HR e AO: A Matemática é essencial em múltiplos domínios: nas tecnologias digitais e ciência dos dados, na modelação de fenómenos físicos e biológicos, na economia e finanças, na medicina e ciências da saúde, na engenharia e nos processos industriais. Sem ela não haveria algoritmos de criptografia que asseguram a segurança digital, modelos epidemiológicos que permitem controlar pandemias, nem ferramentas estatísticas para previsões climáticas. A Matemática está também na base da inteligência artificial, da análise de imagens médicas, do design de novos materiais e até da música digital. A sua transversalidade faz dela um instrumento insubstituível para a inovação e a tomada de decisões informadas.
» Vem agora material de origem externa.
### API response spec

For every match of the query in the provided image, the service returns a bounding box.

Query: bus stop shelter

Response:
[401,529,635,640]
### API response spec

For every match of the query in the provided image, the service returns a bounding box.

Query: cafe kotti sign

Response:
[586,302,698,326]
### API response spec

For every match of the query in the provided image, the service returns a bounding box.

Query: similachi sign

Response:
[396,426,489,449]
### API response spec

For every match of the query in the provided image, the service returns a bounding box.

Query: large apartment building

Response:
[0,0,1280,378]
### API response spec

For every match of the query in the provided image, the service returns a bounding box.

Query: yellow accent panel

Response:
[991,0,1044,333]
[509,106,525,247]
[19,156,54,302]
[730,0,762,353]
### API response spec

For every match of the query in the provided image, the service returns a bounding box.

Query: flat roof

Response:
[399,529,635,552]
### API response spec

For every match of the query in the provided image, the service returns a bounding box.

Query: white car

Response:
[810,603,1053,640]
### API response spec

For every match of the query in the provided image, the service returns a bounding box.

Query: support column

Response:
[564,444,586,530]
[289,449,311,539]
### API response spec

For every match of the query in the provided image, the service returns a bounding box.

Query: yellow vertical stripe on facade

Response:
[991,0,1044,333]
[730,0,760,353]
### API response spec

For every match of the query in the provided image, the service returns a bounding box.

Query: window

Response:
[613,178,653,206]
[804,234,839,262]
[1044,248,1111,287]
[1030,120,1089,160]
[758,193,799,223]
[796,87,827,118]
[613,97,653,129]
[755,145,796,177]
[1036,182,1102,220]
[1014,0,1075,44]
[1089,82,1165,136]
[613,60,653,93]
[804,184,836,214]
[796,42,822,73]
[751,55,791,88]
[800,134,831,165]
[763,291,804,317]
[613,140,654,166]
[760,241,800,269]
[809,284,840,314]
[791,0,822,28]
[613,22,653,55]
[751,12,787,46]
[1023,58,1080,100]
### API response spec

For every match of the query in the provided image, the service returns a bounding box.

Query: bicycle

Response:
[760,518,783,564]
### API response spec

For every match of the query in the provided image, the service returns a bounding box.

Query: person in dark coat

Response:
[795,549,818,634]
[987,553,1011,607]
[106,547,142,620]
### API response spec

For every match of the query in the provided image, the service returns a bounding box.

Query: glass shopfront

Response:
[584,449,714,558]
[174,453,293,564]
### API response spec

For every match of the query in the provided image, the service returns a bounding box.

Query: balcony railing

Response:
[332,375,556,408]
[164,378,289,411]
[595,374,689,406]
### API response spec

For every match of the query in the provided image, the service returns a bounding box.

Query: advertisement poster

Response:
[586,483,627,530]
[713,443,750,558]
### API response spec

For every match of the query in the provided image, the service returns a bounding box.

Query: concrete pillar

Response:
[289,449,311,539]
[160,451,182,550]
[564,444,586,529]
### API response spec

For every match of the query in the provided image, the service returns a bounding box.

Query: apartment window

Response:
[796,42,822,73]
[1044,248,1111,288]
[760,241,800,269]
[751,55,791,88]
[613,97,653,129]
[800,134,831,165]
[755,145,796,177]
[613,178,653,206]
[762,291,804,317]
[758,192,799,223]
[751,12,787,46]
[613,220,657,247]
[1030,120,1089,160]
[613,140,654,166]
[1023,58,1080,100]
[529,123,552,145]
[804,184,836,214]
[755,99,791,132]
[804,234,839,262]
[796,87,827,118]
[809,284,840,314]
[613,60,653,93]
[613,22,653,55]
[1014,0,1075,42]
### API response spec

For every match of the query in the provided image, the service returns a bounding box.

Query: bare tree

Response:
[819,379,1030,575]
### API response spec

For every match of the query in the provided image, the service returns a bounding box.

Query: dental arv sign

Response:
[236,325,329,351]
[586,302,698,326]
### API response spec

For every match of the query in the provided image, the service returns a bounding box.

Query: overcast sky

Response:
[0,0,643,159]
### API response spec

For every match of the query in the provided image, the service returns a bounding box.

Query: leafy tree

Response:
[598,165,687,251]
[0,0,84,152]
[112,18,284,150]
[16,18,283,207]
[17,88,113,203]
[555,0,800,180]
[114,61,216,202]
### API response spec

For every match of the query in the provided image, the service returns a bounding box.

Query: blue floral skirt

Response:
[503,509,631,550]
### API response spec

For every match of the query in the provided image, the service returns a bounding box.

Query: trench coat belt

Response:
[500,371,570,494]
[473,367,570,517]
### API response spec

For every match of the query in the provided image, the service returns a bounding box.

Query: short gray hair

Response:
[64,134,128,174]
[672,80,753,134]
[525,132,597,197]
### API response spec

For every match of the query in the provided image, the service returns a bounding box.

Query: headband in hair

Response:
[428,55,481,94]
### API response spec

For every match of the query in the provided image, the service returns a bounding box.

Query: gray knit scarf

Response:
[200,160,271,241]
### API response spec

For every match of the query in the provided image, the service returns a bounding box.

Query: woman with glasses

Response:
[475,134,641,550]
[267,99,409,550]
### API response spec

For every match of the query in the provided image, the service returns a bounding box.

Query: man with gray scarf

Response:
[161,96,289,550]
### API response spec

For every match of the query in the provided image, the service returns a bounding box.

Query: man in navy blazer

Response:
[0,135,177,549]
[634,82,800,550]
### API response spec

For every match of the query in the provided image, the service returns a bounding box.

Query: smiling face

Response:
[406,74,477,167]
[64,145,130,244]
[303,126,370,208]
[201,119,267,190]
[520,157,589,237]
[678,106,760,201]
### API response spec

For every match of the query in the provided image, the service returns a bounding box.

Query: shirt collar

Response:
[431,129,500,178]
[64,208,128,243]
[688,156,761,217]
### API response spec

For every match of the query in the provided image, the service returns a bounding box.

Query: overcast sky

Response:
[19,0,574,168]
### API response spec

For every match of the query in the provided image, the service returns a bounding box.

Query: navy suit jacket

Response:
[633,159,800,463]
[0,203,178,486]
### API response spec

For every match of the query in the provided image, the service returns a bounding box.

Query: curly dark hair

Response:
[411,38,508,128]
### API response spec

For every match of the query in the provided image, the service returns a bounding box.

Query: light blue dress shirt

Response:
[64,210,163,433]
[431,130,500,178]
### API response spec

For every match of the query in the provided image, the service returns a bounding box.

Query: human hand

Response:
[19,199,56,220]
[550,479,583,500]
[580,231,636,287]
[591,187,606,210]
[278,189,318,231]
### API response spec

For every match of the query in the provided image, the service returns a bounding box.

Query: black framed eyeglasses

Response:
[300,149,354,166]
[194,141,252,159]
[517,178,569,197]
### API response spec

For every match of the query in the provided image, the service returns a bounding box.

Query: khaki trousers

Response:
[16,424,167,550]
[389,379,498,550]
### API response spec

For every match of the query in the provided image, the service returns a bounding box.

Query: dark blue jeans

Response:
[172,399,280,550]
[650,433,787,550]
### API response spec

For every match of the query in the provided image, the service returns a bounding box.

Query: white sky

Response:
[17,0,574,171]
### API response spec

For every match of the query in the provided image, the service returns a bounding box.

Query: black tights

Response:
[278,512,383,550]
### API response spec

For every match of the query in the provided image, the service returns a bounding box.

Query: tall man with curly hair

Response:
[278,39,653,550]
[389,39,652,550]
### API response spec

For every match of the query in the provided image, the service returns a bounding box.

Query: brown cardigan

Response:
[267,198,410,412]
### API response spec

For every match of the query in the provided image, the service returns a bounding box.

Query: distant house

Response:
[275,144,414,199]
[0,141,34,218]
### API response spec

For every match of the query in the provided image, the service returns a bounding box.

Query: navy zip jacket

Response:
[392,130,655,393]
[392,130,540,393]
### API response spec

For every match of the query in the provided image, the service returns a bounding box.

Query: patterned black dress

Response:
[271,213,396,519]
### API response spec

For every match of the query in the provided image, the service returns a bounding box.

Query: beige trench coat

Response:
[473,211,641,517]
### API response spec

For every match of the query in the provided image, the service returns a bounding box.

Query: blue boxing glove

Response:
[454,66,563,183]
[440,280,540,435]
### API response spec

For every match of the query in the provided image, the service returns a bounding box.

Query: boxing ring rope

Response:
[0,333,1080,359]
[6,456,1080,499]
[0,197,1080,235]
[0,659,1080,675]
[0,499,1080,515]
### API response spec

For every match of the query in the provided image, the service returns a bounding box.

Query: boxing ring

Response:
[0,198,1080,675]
Sem investigação em matemática fundamental de alto nível, nenhuma das tecnologias amplamente incorporadas no quotidiano da sociedade moderna, tais como telemóveis, GPS, internet e seus vários usos poderiam existir, pelo que o nosso dia a dia seria bem diferente.
PA: Enquanto Diretora e Vice-Diretor e com os olhos postos no futuro, quais são as principais metas do CMUP para 2026? Que balanço se faz do ano transato até agora?
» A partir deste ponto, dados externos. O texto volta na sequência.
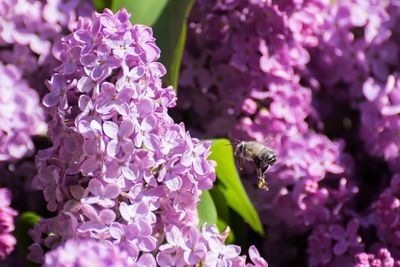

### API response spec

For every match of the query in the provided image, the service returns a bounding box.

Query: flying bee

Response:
[235,141,276,190]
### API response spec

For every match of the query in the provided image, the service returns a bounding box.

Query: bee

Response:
[235,141,277,190]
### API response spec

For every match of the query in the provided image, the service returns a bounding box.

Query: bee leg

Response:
[254,158,268,191]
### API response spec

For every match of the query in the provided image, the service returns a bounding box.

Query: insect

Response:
[235,141,277,190]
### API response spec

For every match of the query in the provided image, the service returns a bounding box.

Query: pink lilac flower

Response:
[372,174,400,247]
[43,239,132,267]
[29,9,268,266]
[354,248,400,267]
[0,0,93,95]
[0,188,17,259]
[308,219,364,267]
[0,63,46,161]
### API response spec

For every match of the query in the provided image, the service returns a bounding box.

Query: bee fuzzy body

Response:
[235,141,277,190]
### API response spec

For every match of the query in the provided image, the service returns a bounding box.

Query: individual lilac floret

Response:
[354,248,400,267]
[0,63,46,161]
[372,174,400,247]
[0,188,17,259]
[29,9,266,266]
[43,239,134,267]
[308,219,364,267]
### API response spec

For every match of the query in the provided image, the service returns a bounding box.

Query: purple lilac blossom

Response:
[0,188,17,259]
[178,1,358,266]
[43,239,132,267]
[0,63,46,161]
[354,248,400,267]
[0,0,93,95]
[29,9,267,266]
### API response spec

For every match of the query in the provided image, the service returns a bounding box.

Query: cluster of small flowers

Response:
[0,62,46,161]
[178,0,329,137]
[311,1,400,170]
[177,0,400,266]
[0,188,17,259]
[354,249,400,267]
[0,0,93,95]
[29,9,267,266]
[178,1,358,264]
[43,230,268,267]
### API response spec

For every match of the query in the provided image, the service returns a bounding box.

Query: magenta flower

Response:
[43,239,131,267]
[0,188,17,259]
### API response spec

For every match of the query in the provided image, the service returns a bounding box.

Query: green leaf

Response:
[15,211,40,266]
[112,0,194,89]
[197,191,218,225]
[209,139,264,235]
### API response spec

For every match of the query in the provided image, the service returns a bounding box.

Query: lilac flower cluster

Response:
[0,63,46,161]
[178,1,358,264]
[355,249,400,267]
[43,239,132,267]
[0,0,93,94]
[0,188,17,259]
[177,0,400,266]
[29,9,267,266]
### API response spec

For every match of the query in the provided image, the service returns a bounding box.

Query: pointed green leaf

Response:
[112,0,194,89]
[197,191,218,226]
[209,139,264,235]
[15,211,40,266]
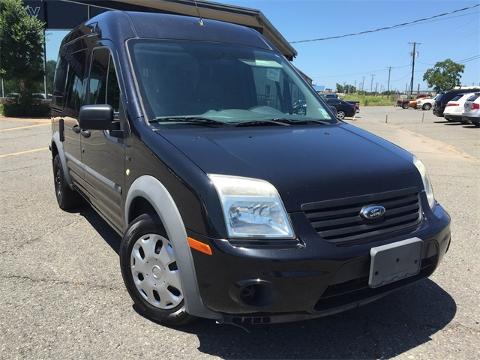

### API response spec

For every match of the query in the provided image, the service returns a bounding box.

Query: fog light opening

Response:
[237,280,273,306]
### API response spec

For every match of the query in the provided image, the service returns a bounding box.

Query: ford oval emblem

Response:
[360,205,386,220]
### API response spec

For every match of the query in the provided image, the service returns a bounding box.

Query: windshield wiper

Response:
[234,119,290,126]
[272,118,334,125]
[149,116,226,126]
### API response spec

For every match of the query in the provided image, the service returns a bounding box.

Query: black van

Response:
[433,86,480,117]
[51,12,450,325]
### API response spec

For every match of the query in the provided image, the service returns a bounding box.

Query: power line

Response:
[409,41,421,95]
[290,4,480,44]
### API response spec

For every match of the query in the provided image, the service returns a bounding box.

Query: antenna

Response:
[193,0,204,26]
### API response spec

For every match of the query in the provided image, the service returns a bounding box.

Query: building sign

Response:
[23,0,105,30]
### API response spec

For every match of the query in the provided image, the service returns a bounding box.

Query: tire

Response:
[120,214,195,326]
[52,154,82,211]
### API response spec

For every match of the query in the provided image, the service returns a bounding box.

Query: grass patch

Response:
[342,94,395,106]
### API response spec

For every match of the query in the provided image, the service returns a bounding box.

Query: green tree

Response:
[0,0,44,114]
[423,59,465,92]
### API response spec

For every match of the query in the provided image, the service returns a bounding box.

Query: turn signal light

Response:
[187,237,213,255]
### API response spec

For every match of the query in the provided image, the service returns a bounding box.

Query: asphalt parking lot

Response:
[0,107,480,359]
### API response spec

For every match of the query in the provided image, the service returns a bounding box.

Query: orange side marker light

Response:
[187,237,213,255]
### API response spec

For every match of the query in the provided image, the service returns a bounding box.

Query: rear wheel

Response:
[120,214,194,326]
[52,154,82,210]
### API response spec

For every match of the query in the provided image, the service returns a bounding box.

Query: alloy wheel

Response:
[130,234,183,310]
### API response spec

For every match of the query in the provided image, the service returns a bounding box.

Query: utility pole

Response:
[387,66,392,91]
[409,41,421,95]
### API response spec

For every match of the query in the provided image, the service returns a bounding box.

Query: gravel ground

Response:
[0,107,480,359]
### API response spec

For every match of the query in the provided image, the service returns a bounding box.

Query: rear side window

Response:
[52,55,68,107]
[65,50,86,115]
[87,48,110,105]
[87,48,120,112]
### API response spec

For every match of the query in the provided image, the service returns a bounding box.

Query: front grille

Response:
[302,188,421,244]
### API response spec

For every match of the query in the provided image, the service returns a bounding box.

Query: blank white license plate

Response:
[368,238,423,288]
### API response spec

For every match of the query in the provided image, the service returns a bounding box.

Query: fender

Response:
[52,131,73,187]
[124,175,222,320]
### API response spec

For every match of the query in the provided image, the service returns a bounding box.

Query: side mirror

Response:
[78,105,113,130]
HR E AO: Para 2026, o CMUP pretende reforçar a sua posição como centro de referência em investigação matemática, expandir colaborações internacionais, consolidar a sua participação no LASI, aumentar a captação de financiamento competitivo e intensificar a formação avançada. Além do mais, pretendemos aprofundar a ligação à sociedade através de ações de divulgação e promoção. O CMUP obteve a pontuação máxima em todos os parâmetros de avaliação da mais recente avaliação por parte da Fundação para a Ciência e Tecnologia (FCT), obtendo assim a classificação de “Excelente” que tem mantido desde 2004. Essa classificação reforça a legitimidade das suas ambições e garante financiamento para novos projetos.
Além do mais, saíram recentemente os resultados provisórios do “Concurso de Estímulo ao Emprego Científico – Individual”, sendo que das 16 candidaturas vencedoras, 3 delas são para Investigadores que vêm desenvolver o seu trabalho no CMUP. O balanço dos últimos anos é positivo: o número de investigadores cresceu, novos projetos foram conquistados e atividades científicas presenciais foram retomadas com dinamismo após a pandemia. Porém, há desafios importantes no futuro próximo, como as reformas previstas de vários investigadores seniores; por isso, será crucial garantir a renovação da equipa através da contratação de novos investigadores, assegurando a continuidade da excelência e a capacidade de manter o CMUP na vanguarda científica.
André Oliveira e Helena Reis foram apoiados pelo CMUP, membro do LASI, que é financiado através de fundos nacionais pela FCT – Fundação para a Ciência e a Tecnologia, I.P., sob o projeto com referência UID/00144/2025.